As global climate transitioned from the icehouse of the Late Paleozoic Ice Age (LPIA) to greenhouse conditions of the Late Permian, glaciers vanished across Gondwana; however, not all ice centers responded synchronously. The Paganzo basin, northwestern Argentina, was geographically adjacent to significant mid-Carboniferous ice centers that disappeared notably earlier than ice over much of Gondwana. Confining the extent of glacial ice during the LPIA and resolving the timing of its disappearance is of particular interest as this dramatic climatic transition is the closest analogue in Earth history to late Cenozoic climate change, potentially aiding in anticipating the response of modern climate to similar drivers.

The majority of the late Paleozoic glacial record in the region is from paleofjord deposits in the Calingasta-Uspallata, Rio Blanco, and western Paganzo basins, but in the eastern Paganzo basin a paleovalley, only a few hundred meters wide, was cut into the predominantly granitic basement of the Sierra de los Llanos near Olta, in La Rioja Province. The basal fill of the valley was previously interpreted as glacigenic, with the valley carved by either local alpine glaciers or an outlet glacier draining westward from an ice sheet situated over the eastern part of the Paganzo Basin. This study tests the glacigenic setting for the paleovalley.

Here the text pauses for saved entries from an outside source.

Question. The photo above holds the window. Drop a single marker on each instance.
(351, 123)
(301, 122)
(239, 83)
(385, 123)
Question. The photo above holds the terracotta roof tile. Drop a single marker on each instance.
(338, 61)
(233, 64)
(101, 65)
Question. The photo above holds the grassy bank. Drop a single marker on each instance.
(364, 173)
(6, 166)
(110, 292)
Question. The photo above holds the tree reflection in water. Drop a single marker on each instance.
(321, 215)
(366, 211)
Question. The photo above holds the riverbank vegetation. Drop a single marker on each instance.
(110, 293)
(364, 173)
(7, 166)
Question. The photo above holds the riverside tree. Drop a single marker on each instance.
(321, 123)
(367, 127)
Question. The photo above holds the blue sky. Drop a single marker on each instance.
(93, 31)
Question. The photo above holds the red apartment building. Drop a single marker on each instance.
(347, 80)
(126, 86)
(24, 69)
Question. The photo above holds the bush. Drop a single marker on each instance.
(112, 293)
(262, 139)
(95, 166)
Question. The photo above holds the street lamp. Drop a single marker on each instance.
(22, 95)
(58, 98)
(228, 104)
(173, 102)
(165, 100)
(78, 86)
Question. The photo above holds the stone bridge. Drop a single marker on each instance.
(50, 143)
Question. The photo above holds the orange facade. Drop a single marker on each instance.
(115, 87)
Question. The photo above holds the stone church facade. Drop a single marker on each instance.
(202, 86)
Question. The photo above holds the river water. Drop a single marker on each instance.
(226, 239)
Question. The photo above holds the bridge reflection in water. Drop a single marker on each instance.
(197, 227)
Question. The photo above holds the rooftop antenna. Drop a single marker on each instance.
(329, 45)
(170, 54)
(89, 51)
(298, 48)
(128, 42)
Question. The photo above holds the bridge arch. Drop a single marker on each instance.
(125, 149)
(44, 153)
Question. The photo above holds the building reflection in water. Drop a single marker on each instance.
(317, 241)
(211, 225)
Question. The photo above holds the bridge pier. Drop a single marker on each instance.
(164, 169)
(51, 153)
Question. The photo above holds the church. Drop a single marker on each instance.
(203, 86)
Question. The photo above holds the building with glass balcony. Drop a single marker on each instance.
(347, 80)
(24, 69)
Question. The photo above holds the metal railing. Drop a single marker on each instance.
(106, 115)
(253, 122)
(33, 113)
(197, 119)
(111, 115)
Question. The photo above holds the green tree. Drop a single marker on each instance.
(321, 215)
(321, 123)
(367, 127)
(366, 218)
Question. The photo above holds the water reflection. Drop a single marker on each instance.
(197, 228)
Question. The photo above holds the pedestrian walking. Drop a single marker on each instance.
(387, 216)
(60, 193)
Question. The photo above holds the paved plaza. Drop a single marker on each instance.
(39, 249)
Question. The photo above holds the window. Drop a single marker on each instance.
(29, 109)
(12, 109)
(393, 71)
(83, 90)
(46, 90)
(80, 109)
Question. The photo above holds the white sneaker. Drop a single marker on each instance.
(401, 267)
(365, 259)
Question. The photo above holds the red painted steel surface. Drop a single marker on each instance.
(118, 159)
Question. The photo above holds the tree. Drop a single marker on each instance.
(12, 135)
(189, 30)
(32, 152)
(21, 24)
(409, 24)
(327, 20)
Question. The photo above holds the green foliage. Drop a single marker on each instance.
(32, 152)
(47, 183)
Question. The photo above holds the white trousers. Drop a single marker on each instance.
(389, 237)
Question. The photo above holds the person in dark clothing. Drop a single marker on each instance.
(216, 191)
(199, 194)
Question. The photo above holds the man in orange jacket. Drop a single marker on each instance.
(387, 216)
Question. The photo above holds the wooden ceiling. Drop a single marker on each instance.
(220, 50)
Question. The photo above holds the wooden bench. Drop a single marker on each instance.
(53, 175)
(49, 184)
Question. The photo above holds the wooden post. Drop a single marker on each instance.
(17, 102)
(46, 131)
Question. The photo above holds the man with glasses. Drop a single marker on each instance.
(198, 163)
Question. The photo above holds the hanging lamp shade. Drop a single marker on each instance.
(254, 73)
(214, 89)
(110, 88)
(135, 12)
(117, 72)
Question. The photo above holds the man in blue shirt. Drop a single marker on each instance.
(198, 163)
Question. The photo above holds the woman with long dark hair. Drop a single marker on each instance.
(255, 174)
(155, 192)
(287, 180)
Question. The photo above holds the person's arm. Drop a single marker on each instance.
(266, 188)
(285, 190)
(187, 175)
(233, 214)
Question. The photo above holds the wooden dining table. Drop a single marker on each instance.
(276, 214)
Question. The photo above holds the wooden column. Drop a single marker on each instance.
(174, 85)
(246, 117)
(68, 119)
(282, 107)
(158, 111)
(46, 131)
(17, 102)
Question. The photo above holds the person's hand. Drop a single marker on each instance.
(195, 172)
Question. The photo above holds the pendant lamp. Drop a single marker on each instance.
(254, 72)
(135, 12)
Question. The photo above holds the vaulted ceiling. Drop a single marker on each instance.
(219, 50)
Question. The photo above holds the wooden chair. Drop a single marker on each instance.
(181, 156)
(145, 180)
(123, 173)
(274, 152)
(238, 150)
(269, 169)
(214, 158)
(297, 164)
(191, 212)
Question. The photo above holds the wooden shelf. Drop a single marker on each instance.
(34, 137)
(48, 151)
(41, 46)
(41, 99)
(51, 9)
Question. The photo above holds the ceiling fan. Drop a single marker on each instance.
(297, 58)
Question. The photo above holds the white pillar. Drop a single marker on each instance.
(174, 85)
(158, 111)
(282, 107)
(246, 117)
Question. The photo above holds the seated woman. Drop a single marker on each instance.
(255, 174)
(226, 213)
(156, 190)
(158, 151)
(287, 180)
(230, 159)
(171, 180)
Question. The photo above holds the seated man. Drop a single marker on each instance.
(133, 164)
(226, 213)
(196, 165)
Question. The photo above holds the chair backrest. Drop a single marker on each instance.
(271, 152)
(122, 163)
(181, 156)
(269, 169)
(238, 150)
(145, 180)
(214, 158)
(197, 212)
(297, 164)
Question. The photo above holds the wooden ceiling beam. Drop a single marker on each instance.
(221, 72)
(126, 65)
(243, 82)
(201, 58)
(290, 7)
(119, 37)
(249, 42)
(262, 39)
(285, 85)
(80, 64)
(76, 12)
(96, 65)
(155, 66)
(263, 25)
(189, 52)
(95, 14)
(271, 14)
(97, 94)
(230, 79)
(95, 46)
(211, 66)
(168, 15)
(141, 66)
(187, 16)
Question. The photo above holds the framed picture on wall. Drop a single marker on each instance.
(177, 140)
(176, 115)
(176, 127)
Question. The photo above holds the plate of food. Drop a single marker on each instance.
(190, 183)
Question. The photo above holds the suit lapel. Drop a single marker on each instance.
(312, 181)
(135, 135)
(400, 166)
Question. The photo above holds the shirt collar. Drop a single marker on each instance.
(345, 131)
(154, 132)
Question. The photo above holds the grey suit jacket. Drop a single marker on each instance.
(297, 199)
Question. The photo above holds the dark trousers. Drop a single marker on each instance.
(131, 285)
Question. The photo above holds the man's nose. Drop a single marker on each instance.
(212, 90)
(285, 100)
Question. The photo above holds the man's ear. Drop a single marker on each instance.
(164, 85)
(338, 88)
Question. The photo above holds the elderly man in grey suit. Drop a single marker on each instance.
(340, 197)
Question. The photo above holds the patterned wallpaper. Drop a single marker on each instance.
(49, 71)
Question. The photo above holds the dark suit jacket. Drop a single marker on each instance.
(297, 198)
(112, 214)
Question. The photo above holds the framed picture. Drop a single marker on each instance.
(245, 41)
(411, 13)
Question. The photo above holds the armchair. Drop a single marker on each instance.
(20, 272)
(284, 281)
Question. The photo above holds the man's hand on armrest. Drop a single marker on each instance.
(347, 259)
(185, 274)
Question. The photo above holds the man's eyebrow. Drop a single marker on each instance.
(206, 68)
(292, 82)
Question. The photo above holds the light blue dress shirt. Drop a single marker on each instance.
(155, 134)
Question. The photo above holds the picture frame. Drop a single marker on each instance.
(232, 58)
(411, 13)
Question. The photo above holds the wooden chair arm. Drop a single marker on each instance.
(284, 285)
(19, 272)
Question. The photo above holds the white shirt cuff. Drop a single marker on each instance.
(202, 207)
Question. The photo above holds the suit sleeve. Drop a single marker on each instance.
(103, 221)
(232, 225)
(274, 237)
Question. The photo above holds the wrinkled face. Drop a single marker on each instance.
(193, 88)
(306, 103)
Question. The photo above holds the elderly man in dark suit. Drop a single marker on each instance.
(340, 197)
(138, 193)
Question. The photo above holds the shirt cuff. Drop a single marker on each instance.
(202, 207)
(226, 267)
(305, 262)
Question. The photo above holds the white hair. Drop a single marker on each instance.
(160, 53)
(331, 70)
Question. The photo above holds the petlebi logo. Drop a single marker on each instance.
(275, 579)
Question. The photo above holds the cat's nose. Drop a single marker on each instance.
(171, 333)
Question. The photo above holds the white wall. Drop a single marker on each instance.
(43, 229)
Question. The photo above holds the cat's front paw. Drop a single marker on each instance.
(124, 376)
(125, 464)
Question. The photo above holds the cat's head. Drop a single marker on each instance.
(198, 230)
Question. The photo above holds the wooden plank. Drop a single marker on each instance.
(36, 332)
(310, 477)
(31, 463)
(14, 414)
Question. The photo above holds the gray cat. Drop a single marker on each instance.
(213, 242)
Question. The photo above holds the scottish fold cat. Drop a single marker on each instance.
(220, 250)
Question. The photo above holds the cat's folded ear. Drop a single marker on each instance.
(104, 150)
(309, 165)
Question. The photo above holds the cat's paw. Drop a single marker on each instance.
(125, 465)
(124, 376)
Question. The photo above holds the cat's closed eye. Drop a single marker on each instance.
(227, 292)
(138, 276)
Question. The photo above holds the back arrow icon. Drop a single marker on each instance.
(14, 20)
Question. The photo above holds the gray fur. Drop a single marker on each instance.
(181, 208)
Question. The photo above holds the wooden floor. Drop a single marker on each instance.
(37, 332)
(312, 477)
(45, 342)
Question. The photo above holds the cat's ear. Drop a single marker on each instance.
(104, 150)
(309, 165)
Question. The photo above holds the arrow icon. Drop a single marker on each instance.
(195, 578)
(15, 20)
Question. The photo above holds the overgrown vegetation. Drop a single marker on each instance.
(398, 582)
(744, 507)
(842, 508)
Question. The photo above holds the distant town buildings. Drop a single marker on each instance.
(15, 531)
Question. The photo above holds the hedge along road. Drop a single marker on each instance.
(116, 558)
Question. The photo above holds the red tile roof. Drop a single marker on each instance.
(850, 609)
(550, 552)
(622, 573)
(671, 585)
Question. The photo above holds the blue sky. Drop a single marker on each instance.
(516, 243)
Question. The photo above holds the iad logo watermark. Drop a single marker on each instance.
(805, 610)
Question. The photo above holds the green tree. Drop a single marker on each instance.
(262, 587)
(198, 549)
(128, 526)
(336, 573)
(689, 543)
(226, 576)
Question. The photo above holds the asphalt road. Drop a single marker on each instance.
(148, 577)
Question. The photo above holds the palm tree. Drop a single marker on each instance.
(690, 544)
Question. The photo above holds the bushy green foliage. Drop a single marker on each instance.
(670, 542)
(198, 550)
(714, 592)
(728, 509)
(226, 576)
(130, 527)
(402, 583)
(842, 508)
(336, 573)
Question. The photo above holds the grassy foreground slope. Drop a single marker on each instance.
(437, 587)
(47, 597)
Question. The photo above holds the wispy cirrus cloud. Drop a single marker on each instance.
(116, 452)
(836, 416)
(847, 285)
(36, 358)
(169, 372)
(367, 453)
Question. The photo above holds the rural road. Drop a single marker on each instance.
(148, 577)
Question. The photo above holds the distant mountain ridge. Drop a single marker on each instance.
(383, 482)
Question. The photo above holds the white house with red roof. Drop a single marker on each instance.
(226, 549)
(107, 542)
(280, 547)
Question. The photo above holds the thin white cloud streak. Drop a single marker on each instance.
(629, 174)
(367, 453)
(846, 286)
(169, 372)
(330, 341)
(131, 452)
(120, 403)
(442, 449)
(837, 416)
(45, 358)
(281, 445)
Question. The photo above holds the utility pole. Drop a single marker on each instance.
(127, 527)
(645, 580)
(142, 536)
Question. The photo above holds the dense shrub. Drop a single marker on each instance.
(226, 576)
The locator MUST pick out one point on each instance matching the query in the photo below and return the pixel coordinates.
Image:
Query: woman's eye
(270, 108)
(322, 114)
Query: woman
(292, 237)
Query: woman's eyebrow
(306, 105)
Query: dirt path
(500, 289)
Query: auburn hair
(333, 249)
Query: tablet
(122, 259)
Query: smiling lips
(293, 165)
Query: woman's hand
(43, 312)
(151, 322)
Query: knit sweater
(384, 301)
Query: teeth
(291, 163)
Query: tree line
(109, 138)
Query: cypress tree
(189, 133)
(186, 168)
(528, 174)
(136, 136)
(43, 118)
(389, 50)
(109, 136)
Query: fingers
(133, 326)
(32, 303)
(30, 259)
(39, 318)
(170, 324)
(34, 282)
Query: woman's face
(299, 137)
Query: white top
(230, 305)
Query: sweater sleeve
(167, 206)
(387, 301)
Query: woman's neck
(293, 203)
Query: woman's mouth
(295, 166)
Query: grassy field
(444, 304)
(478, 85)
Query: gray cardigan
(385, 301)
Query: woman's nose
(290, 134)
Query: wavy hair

The strata are dominated by medium to thick-bedded, fine- to coarse-grained sandstones deposited by lacustrine wave activity and underflow currents, and by massive or weakly graded conglomerates deposited by stream and debris flows associated with prograding alluvial fans and fan deltas. Lacustrine sediments interfinger with distal alluvial fan conglomerates along the valley wall, suggesting water was impounded by transverse progradation of the fans across the valley. Bulleted clasts, glacial abrasion marks, diamictites with clast fabrics, and other diagnostic glacial features were not observed. Diamictites were rare and associated with landslide deposits along the valley wall, and soft sediment deformation beneath boulder-rich conglomerates and breccias can be attributed to mass-transport deposits and rock fall off of the steep valley walls. The basal fill of the Olta Paleovalley is interpreted here as a lacustrine depositional environment in a narrow mountain valley and contains no evidence for glacial ice in the eastern Paganzo basin.